Guardando minhas coisas e apagando a luz da sala, eu atravessei o corredor da diretoria, encontrando a mesa da secretária de Zoe vazia e a porta encostada. Era possível ver, mesmo através das persianas, que ela ainda estava ali, debruçada entre pastas, contratos, gráficos e anotações. Tinha prendido os cabelos longos e escuros em um rabo de cavalo e aberto alguns botões da camisa social para ficar mais confortável. A correntinha que usava desde pequena, dada por seu pai no leito de morte, com uma pequena estrela de diamante, escorria pela abertura do tecido e era capturada por seus dedos de unhas bem feitas.

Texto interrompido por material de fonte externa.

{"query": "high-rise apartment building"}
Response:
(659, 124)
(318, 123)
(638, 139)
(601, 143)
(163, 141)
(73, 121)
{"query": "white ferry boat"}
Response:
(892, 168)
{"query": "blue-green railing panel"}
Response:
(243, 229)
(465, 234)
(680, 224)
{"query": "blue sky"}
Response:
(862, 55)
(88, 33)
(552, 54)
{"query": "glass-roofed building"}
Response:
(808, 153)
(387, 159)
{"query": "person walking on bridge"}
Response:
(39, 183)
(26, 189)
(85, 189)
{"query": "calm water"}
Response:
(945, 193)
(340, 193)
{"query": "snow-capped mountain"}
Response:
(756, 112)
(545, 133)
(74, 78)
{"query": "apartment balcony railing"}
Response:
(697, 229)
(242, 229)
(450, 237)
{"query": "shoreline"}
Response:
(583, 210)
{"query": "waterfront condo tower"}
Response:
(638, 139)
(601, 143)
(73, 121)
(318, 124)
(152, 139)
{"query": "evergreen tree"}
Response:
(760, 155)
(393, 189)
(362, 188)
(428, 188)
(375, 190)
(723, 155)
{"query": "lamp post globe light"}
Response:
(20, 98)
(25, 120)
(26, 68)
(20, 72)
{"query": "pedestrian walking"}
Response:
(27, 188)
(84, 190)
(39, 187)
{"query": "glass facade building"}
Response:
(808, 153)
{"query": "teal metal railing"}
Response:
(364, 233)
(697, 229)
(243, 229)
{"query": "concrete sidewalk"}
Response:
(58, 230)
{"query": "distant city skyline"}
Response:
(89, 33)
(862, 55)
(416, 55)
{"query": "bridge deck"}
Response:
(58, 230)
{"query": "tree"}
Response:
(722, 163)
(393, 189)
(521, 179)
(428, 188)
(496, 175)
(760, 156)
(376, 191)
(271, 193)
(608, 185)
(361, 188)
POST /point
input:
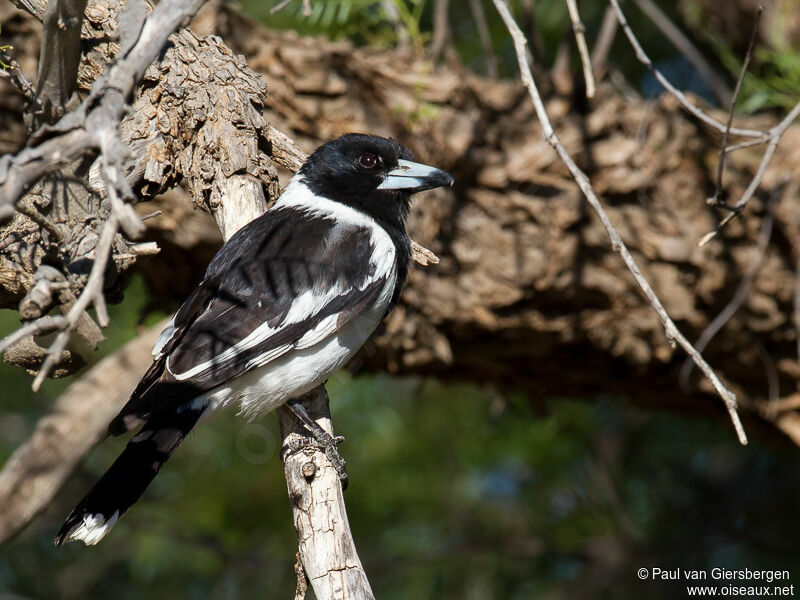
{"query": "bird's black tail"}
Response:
(128, 477)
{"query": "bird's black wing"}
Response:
(287, 280)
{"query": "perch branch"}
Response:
(580, 39)
(672, 332)
(326, 547)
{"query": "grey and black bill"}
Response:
(284, 303)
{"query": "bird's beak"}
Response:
(415, 177)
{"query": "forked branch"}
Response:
(673, 334)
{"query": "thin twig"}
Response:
(42, 325)
(742, 291)
(93, 126)
(602, 45)
(479, 16)
(14, 74)
(441, 28)
(583, 50)
(774, 137)
(723, 149)
(685, 47)
(745, 144)
(279, 7)
(673, 334)
(796, 308)
(91, 293)
(684, 101)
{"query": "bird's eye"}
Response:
(368, 160)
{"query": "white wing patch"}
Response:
(308, 304)
(164, 338)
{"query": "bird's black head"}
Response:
(372, 174)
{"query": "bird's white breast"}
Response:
(264, 388)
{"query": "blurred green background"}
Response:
(456, 491)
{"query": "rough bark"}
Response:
(327, 550)
(528, 293)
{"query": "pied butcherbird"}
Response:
(284, 303)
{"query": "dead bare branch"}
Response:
(37, 469)
(9, 68)
(326, 547)
(81, 131)
(774, 137)
(479, 16)
(579, 29)
(723, 149)
(672, 332)
(59, 56)
(641, 55)
(602, 45)
(685, 47)
(742, 291)
(93, 126)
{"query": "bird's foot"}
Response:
(319, 439)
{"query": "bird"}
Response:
(284, 303)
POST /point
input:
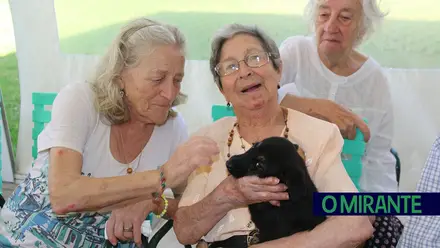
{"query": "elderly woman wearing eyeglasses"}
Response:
(327, 65)
(247, 69)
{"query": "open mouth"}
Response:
(251, 88)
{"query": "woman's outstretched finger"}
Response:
(260, 181)
(271, 188)
(269, 196)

Mordi o lábio e balancei a cabeça, dando as costas imediatamente para parar de observá-la. Eu invejei a filha da puta por poder fazer mais horas e adiantar algumas pendências, enquanto eu era levado para um compromisso que pouco me interessava.

— Finalmente, caralho! — Don saudou, assim que eu emergi no térreo. — Achei que eu ia precisar subir lá e te arrancar pelas orelhas.

As risadas ao seu redor me comprovaram que ele não estava sozinho. Tomás, um grande amigo de faculdade que estava com a gente desde o início de tudo como diretor financeiro, também ia se juntar a nós.

— Também foi arrastado, meu amigo? — Perguntei pra ele, sabendo que igualmente não era do seu feitio sair para um happy hour em plena segunda-feira.

— Maria Clara foi dormir na casa de uma amiga, achei que mal não ia fazer. — Ele deu de ombros, puxando nosso grupo para atravessar a rua e caminhar alguns metros, até adentrarmos o bar reservado que tinham escolhido para a noite.

Nos sentamos em uma mesa mais ao fundo e Donatello logo fez sinal ao garçom para que trouxesse uma rodada de shots, dizendo que era assim que se "dava início aos trabalhos". Eu já estava no inferno, era melhor abraçar o capeta, então virei o pequeno copo de líquido transparente sem me importar com o seu conteúdo.

Em seguida vieram os drinks, eu pedi uma dose generosa de Whisky com duas pedras de gelo, enquanto Donatello se jogava em algo que continha café e conhaque, e Tomás optava por algo colorido e açucarado, arrancando julgamentos e risadas do garçom e do nosso colega, indiferentemente.

— Se você não tivesse feito uma filha, eu teria certeza que gosta é de outra fruta, Tom. — Donatello provocou, tirando uma com a cara dele.

— Ah é? Se você não tivesse entradas de calvície, eu teria certeza que não tem idade pra beber ainda, Don. Café às 21h? Vai daqui para a balada ou vai virar a noite pra entregar o trabalho de literatura?

— Toma, distraído. — Proferi, me permitindo rir da interação.

— É que aguentar essa pressão baixa do Miguel demanda cafeína, cara. — Ele virou o jogo para mim, me fazendo revirar os olhos.